Important life update: I just saw a snake outside, of the garter variety (or maybe it was just a really tiny python; my knowledge of the reptilian world begins and ends with YAAGH GET IT AWAY FROM ME). I didn't shriek like a girl, but mostly because the X10 offices are in the middle of the Washington wilderness, so I wasn't exactly surprised. I've seen bunnies in the bushes before, and today there were a bunch of birds hanging out in the tree near the corner of the building, like birds sometimes do. There's a little nature trail out back, where people walk and jog and, I don't know, maybe skip merrily about, I don't really pay attention. We have a couple of picnic tables out there, so I usually eat lunch there on the days I don't drive to the mall and hit the food court. Man, the suburbs? Thrilling. Yesterday I had lunch at Safeway; y'all, somebody hold me back.

Now I think I'm going to talk about writing copy.

If you want to be a copywriter, you should go to college. I went for an English major, which is helpful because it teaches you how to write about things you don't care about at all. I liked writing essays about books I enjoyed, and I liked writing essays about books I hated, because then I could get all righteously angry, but it's the ones in between where you lack any emotional investment at all that are really trying. Unless you're lucky like me, you might end up in a job writing about things you just don't care about at all, because unfortunately there's not much demand for copy about glitter and kittens (because, honestly? glitter and kittens sell themselves, man). At the end of the day, if writing is what you want to do I think you'll like it just on principle, because it's pretty neat to get paid for what you have the ability to do and what you enjoy doing.

College is also helpful because it makes you think you know something about everything. It's much easier to be convincing when you genuinely believe you're not faking it. I honestly think I enjoy thinking analytically and having critical discussions with my friends now way more than I did in seminar classes in college. Of course, it's a lot more fun to discuss ingrained behavioral patterns and conditioning in context of The Hills Have Eyes than, you know, Heart of Darkness. One of the best parts about going to college is that you're forced to think differently about things, remove them from context and find out what they are, really, by looking at them from different points of view and seeing what else you can learn. Then, one day, you too can write vaguely pretentious blog posts where you wander aimlessly from topic to topic under the pretense of pseudo-academic rambling. Stay in school, kids!

I did a creative writing minor and I think that helps, what with all the writing workshops and learning to take criticism and revise your work and all that. The more criticism you get, the less it feels like being beaten with reeds, until by the time you graduate you can recognize that sometimes people have wise things to say.

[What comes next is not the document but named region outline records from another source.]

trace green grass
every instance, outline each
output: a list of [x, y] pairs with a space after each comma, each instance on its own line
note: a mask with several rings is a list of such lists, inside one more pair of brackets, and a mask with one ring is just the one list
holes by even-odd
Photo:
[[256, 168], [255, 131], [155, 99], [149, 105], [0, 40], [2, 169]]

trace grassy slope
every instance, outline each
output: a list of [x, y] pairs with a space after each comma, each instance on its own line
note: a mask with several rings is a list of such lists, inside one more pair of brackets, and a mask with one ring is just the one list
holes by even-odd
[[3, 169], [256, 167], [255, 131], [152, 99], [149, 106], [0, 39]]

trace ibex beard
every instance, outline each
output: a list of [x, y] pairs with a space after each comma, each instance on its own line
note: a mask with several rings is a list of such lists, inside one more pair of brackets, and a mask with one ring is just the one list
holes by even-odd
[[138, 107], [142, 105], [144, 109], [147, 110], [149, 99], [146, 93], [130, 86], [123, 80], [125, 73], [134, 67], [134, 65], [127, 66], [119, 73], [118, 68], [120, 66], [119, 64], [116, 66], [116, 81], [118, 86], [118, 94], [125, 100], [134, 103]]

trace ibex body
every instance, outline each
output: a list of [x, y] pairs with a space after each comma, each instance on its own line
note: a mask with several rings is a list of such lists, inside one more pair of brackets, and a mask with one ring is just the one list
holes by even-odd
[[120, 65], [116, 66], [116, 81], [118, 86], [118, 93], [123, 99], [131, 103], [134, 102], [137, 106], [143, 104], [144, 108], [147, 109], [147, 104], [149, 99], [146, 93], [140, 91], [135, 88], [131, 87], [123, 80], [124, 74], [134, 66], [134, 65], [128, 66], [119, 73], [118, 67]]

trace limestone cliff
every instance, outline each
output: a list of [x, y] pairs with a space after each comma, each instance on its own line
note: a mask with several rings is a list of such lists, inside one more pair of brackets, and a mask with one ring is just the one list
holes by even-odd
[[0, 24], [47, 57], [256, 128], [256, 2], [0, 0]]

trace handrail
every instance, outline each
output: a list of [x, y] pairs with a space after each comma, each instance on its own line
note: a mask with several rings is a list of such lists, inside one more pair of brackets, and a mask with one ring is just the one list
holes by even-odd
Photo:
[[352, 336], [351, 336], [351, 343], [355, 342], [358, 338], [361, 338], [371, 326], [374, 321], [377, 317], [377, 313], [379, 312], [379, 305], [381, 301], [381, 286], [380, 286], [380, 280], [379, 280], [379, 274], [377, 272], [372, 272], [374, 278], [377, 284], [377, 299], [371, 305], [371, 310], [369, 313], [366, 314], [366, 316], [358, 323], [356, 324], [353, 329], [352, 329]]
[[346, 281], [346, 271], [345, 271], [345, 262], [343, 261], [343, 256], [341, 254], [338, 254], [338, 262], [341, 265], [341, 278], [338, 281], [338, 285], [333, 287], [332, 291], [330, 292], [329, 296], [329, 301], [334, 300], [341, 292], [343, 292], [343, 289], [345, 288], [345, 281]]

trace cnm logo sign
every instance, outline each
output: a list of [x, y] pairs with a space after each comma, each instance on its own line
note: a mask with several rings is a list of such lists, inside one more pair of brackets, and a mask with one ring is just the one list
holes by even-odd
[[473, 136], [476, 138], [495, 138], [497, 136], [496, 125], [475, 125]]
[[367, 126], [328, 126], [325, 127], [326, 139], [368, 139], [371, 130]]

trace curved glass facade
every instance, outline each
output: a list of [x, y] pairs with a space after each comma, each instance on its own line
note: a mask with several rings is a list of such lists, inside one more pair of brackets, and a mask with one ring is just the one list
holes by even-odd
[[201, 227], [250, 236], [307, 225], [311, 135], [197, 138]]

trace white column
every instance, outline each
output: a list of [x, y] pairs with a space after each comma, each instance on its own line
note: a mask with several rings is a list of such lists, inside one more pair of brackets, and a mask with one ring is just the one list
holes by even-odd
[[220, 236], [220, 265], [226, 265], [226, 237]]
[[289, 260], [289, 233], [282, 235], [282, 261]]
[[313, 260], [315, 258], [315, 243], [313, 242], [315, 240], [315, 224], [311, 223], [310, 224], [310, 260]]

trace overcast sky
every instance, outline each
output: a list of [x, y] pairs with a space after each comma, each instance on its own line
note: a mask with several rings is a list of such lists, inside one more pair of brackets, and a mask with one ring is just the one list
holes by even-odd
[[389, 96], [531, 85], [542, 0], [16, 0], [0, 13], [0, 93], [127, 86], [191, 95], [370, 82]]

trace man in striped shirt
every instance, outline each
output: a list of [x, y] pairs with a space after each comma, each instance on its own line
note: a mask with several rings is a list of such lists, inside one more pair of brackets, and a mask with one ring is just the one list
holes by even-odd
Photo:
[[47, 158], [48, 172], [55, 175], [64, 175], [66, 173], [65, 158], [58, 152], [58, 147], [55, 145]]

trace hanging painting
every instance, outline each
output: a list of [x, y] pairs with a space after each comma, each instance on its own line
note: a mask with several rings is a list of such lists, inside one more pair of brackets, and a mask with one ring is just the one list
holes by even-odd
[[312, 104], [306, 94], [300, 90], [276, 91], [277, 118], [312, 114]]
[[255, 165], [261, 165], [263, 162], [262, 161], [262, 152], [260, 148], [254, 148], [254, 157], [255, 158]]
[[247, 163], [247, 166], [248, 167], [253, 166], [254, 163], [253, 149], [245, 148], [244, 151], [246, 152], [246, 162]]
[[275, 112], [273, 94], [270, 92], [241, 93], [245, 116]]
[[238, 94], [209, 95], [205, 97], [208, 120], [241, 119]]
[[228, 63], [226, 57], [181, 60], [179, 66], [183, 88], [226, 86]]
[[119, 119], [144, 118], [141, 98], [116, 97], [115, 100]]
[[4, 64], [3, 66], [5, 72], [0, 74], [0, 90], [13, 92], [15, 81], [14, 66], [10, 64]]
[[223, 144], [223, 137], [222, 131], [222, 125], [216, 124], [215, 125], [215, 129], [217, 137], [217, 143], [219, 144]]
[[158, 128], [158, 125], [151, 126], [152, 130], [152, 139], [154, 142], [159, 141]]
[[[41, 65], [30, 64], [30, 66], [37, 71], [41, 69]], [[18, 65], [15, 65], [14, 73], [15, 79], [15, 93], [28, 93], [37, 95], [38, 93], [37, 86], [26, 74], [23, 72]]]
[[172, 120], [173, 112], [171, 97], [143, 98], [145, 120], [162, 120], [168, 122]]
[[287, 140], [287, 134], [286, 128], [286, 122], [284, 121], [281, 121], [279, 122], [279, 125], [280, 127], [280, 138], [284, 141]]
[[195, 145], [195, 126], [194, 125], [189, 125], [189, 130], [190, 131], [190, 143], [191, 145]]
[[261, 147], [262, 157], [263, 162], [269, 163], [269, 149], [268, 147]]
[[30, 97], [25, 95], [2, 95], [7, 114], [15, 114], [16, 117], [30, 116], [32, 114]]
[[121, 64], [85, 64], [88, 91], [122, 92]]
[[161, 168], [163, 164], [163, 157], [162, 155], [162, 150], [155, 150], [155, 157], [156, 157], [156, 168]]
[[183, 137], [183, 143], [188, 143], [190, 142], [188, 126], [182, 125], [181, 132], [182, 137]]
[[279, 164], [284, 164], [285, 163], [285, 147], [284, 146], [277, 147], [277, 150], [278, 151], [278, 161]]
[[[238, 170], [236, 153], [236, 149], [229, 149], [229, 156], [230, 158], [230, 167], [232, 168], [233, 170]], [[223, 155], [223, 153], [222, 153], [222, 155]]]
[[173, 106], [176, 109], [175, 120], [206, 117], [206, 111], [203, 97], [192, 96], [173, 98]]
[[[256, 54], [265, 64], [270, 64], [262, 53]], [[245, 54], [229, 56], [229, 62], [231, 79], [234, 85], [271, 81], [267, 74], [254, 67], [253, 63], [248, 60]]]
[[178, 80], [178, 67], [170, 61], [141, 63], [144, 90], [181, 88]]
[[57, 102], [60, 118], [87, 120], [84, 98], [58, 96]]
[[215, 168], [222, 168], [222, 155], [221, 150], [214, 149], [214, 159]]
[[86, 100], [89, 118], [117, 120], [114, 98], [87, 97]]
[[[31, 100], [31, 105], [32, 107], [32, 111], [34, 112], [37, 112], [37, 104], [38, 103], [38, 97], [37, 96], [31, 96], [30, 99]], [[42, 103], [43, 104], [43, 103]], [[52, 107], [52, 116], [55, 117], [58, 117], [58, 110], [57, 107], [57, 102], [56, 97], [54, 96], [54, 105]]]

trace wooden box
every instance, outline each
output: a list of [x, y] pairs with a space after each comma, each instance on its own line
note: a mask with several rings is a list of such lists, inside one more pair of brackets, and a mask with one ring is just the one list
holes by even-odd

Well, probably.

Other things you will learn in college writing workshops:
1. Some people can get through an entire lifetime of schooling and still not have any idea of how to punctuate a sentence properly.
2. That will never, ever get less annoying.
3. And seriously, you will harp on it for years.
4. And when you try and think of what you learned in college writing workshops, that's all you'll be able to think of.
5. Sigh.

Today we're working on a pretty awesome project that'll make the X10 Community even more interactive. Michael's been talking about it a lot lately, and I'm excited; I adore the blog community structure, and I think it'll be a lot of fun to hear from our users as well as various members of the X10 team. I'll be sure to update here when it goes live. That's right, another opportunity be exposed to even more of my chattering - try and stifle your ecstatic applause, folks, you don't want to attract too much attention, now.